In other words, it has become a pay-for-play case.

"The context of the lawsuit has changed. What do we do if we lost?" Haden said of the NCAA's side. "All of a sudden your television revenue -- let's say it's $20 million a year [for a school]. Now if they win, it's $10 million a year. How do you make your 21 sports work on half the revenue?"

In January, the judge in the case denied an NCAA motion to strike the plaintiffs from pursuing their class-action claim, with the NCAA arguing that the plaintiffs had radically changed the case midstream. A hearing before Judge Claudia Wilken of the U.S. District Court in Northern California is scheduled for June 20. The trial would not take place until July 2014.
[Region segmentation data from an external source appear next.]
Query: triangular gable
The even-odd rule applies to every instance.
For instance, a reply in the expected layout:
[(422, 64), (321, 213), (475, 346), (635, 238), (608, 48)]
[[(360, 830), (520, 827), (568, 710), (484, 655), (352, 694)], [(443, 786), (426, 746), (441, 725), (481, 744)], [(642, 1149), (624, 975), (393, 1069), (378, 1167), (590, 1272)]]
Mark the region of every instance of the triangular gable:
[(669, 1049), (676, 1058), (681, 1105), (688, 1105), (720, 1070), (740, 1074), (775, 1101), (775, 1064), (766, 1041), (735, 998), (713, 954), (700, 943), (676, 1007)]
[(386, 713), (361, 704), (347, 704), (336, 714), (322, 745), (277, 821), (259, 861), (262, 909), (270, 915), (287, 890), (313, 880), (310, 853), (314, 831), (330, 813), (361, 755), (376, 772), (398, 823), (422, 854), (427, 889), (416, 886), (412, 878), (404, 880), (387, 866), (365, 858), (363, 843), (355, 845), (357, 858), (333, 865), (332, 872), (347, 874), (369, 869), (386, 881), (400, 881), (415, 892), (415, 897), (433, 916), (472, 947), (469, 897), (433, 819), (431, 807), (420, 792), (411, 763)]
"This is the most threatening lawsuit the NCAA has ever faced," said SI.com legal expert Michael McCann, a University of New Hampshire sports law professor. "If O'Bannon prevails, it would radically change the economics of college sports. More specifically, it would, like Pat Haden said, require schools to operate a sports program with substantially less money."

Despite the potentially seismic implications, most college athletic officials have publicly downplayed the possibility of an unfavorable outcome to this point. The NCAA, as would be expected of a defendant in a lawsuit, has remained confident that it will ultimately prevail. "This case has always been wrong -- wrong on the facts and wrong on the law," NCAA executive vice president and chief legal officer Donald Remy said in a statement last month. "We look forward to its eventual resolution in the courts." And for the most part, that mindset has trickled down to college administrators.

"There's conversation [about the case], but it's in the courts. We have no control over it," Texas AD DeLoss Dodds said recently. "I don't hear people saying, 'Here's what were going to do if it happens.' ... I've got more immediate things to worry about."

In recent court filings brought on behalf of the NCAA in its motion against class certification, several athletic administrators (including Dodds) laid out various consequences if the plaintiffs' "50-50" proposition were to become reality. Most notably, as Andy Staples reported, Big Ten commissioner Jim Delany suggested his conference members might opt for a Division III model in which no athletic scholarships would be awarded. Such doomsday scenarios are considered wildly unrealistic, but a victory for the plaintiffs or even a pre-trial settlement would almost certainly require fundamental changes for athletic departments.

"What it means is coaches' salaries will go down, as one outcome," said McCann. "Some sports teams will be cut is another outcome. Schools still have to comply with Title IX. Schools have to become more strategic."

McCann believes the parties will eventually settle due to the extent of potential damages for the NCAA, though it's impossible to predict what scope that would entail. If the case does go to trial, realistically it will be many years before there's a resolution, as whichever side loses is nearly certain to appeal.

So athletic officials do have time to start devising contingency plans, if any of them share Haden's sense of urgency.

"What I'm reading is that we have a real chance of losing," Haden said. "It will work its way through the system, and there we go."